The Quebec-based company has operated in China for 14 years and has seen its sales grow more than 30 per cent annually in the last three years. Its most popular products are Can-Am off-road vehicles and Sea-Doo watercraft.
It sees the Spark, a personal watercraft introduced last September which sells in Canada for about $6,500, about half the cost of the larger and more powerful models, as a catalyst for increasing sales in China.
The product is built in Mexico to reduce costs, making it attractive to entry-level buyers and rental operations.
Boisjoli said the rising price of watercraft, driven by technology upgrades, has been an obstacle for some potential buyers.
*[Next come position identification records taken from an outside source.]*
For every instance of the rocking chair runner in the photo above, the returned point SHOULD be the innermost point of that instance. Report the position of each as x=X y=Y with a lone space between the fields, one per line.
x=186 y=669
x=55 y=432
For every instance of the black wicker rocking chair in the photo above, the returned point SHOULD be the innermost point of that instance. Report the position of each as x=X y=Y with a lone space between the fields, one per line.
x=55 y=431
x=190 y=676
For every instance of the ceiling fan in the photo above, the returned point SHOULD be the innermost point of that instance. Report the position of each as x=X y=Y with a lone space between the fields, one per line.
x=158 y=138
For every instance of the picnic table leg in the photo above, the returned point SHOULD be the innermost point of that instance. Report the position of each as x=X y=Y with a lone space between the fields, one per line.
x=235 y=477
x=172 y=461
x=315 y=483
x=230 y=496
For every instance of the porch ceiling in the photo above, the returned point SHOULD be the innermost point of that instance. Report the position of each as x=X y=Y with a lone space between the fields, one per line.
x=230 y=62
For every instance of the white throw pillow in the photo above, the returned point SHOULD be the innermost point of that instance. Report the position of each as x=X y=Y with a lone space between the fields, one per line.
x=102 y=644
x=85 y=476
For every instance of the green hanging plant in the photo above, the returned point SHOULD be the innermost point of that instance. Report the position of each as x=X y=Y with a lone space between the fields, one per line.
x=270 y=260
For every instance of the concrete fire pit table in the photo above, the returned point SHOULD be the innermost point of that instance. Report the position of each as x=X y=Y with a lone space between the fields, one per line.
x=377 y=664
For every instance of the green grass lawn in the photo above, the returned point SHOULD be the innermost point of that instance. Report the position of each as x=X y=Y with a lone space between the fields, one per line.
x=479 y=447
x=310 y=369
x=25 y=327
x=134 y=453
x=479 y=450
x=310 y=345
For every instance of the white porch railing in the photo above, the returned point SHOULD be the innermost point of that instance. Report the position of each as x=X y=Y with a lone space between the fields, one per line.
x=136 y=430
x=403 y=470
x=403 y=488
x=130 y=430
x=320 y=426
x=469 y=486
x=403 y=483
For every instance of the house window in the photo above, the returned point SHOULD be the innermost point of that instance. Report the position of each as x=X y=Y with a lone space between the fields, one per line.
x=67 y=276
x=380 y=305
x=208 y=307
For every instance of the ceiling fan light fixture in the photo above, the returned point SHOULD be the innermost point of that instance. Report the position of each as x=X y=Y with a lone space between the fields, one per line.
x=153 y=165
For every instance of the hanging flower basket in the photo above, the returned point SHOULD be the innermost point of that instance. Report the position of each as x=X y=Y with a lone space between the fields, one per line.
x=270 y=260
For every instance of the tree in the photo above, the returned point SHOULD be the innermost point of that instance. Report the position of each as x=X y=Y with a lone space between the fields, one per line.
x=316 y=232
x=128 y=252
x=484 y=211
So BRP decided to coming up with a smaller, less costly alternative.
"It's still new but definitely we have new buyers coming into the store for the Spark," he said.
BRP plans to transfer production of all See-Doos to Mexico from Quebec over the next couple of years but will try to keep employment stable in Valcourt, Que., where it makes Spyder off-road vehicles, which require about 1.8 times the labour involved in building personal watercraft.
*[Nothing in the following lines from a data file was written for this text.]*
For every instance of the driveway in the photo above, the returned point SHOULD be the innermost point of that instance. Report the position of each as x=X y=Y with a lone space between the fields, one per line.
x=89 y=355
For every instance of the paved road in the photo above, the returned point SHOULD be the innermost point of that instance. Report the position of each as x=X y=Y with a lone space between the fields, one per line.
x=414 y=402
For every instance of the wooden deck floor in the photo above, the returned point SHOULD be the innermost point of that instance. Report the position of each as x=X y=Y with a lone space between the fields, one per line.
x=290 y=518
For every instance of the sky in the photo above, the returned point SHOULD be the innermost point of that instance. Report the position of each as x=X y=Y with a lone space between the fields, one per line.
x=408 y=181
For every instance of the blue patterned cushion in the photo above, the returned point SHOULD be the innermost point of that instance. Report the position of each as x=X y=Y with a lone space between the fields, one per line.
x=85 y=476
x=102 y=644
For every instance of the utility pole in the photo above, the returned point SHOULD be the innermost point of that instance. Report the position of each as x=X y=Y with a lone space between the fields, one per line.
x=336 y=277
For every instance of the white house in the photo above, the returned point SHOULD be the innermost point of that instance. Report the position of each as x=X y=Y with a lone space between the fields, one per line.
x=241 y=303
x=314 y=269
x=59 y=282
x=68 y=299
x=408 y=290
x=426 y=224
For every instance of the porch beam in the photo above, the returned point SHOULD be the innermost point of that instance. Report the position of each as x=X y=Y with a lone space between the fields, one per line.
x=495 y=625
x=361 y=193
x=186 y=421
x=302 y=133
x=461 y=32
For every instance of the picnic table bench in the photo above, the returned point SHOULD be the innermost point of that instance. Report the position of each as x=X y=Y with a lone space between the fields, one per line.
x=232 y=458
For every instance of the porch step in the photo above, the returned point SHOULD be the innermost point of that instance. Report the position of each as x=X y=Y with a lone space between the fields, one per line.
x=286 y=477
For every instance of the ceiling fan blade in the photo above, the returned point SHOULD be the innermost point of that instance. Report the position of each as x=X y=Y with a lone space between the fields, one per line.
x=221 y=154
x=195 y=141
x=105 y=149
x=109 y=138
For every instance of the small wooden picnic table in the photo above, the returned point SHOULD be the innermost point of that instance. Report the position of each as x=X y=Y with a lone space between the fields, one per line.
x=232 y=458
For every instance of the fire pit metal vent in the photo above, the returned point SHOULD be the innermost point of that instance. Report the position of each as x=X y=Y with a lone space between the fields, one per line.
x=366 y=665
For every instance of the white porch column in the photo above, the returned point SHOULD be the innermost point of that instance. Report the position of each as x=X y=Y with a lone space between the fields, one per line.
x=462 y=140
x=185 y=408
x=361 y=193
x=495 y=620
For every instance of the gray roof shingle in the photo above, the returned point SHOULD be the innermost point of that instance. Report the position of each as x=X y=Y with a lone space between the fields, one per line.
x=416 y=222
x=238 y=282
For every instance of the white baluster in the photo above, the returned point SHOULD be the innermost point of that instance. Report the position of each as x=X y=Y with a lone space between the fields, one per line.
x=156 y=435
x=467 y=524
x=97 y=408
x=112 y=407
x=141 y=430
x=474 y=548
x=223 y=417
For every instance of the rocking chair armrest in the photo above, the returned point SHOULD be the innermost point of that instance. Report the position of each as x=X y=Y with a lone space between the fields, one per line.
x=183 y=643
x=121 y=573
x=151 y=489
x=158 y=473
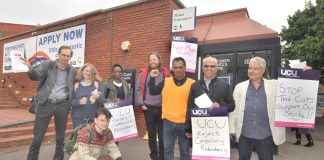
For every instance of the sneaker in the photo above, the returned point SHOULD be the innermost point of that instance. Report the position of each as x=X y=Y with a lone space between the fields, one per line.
x=297 y=142
x=309 y=144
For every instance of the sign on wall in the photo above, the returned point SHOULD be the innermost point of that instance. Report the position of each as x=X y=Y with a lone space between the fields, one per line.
x=210 y=134
x=296 y=98
x=26 y=46
x=185 y=47
x=184 y=19
x=44 y=47
x=74 y=37
x=122 y=123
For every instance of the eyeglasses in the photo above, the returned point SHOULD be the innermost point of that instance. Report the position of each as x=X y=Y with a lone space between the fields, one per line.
x=177 y=67
x=65 y=56
x=209 y=66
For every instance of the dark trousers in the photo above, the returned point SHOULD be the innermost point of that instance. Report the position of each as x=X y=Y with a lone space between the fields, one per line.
x=263 y=147
x=42 y=120
x=154 y=124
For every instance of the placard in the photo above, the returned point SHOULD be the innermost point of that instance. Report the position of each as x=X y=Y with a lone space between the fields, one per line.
x=320 y=105
x=185 y=47
x=184 y=19
x=210 y=134
x=122 y=123
x=26 y=46
x=17 y=62
x=296 y=98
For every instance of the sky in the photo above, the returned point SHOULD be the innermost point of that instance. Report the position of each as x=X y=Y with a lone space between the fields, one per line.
x=271 y=13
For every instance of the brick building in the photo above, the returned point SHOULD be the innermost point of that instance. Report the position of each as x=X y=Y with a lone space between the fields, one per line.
x=146 y=24
x=9 y=29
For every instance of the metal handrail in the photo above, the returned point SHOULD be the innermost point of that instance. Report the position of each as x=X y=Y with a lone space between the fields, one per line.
x=15 y=81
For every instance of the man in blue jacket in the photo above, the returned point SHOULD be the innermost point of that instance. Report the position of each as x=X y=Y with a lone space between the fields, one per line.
x=54 y=94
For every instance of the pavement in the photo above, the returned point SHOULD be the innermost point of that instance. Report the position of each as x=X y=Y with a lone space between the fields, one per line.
x=137 y=149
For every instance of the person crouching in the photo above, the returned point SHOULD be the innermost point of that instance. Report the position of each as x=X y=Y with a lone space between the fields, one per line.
x=93 y=145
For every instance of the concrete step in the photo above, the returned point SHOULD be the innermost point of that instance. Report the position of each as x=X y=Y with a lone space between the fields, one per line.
x=27 y=139
x=23 y=130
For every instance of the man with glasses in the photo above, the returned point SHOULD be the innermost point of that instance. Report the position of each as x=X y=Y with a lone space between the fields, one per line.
x=219 y=92
x=54 y=94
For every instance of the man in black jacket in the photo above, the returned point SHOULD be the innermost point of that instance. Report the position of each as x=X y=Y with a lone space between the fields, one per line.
x=219 y=92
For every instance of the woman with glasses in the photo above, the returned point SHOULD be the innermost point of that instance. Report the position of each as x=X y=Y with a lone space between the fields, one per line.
x=117 y=89
x=152 y=104
x=87 y=95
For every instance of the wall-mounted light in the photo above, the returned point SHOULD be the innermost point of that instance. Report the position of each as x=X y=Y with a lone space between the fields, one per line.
x=126 y=46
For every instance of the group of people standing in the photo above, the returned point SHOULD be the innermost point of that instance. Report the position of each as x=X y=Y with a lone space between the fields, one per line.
x=166 y=101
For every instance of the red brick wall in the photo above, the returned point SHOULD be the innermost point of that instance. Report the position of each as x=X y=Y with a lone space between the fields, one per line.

He said the goal is for workers to be employed year-round instead of eight months, as is the case for many.
BRP said its investment with Smooth Marine Equipment Ltd., effective next February, will strengthen its presence in the Chinese market and accelerate the expansion of its dealer network to 30 within two years from 19. It established a regional office in Shanghai in 2012.
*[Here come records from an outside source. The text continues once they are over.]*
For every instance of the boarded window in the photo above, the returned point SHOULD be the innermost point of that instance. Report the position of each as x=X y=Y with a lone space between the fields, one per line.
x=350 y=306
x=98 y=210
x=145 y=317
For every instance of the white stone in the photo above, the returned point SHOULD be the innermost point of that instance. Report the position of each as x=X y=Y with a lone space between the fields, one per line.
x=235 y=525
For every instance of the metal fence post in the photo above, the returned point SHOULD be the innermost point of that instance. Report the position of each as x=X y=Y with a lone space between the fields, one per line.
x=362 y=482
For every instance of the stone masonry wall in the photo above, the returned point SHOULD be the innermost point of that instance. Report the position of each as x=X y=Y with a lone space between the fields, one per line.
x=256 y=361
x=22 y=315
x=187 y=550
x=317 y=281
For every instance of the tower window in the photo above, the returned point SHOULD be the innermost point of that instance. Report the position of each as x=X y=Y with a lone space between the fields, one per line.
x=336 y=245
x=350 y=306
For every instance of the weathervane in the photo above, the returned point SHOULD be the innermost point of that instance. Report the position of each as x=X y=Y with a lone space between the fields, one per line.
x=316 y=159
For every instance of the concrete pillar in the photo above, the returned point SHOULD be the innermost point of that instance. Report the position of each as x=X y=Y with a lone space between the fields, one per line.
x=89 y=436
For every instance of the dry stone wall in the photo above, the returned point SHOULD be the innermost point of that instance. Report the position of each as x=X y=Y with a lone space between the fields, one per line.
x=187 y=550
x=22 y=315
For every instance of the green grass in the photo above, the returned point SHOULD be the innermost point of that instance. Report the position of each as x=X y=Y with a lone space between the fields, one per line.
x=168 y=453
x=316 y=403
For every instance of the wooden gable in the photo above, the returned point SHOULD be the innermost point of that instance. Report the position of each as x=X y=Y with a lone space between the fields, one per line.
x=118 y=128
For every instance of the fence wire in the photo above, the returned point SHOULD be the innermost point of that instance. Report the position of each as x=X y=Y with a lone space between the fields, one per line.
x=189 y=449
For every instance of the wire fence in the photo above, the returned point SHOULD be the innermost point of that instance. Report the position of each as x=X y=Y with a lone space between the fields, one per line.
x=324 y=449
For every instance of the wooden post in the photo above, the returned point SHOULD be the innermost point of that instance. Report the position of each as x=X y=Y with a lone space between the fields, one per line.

The Canadian company will control 80 per cent of the joint venture, which was announced Thursday ahead of the annual meeting and the release of its first-quarter results.
BRP (TSX:DOO) is maintaining its guidance for the fiscal year despite getting off to rough start by reporting a substantial drop in adjusted profits in the first quarter.
It earned $16.6 million in adjusted net income or 14 cents per diluted share for the period ended April 30. That's down from $53.4 million or 51 cents per share a year earlier but still ahead of the nine cents per share on $752.2 million in revenue that had been expected by analysts.
Revenues decreased six per cent to $758.6 million from $804.3 million in the same quarter of fiscal 2014. The decrease was due to lower sales of year-round and seasonal products, offset by a $49-million currency benefit as a result of the lower Canadian dollar.
Including one-time items, its net profit increased to $28 million from $25.7 million.
"Our financial results for the first quarter were as expected and consistent with our outlook," Boisjoli told shareholders.
He said sales in international markets increased four per cent in the quarter despite political unrest in Russia, which was offset by the impact of a long winter that increased sales of snow machines and off-road vehicles.
BRP anticipates a stronger second half of the year due to strong spring in snowmobile orders, the introduction of the Can-Am Outlander L ATV, the restart of the Sea-Doo Spark manufacturing in Queretaro, Mexico, and upcoming product launches.
"This year we're planning total growth of nine to 13 per cent and we believe that if the economy in the U.S. gets better we can continue that pace for awhile," he said in an interview.
Results in the second quarter are expected to be similar to last year, considering ongoing uncertainty in eastern Europe, which is more stable than previously forecast.
During the quarter, seasonal product sales decreased to $184.6 million from $206.7 million a year ago. Sales of year-round products fell to $365.4 million from $404.7 million.
Sales of propulsion systems and parts increased to $97.3 million and $111.3 million respectively, largely due to currency gains.
On the Toronto Stock Exchange, BRP shares closed up 15 cents at $28.65 on Thursday.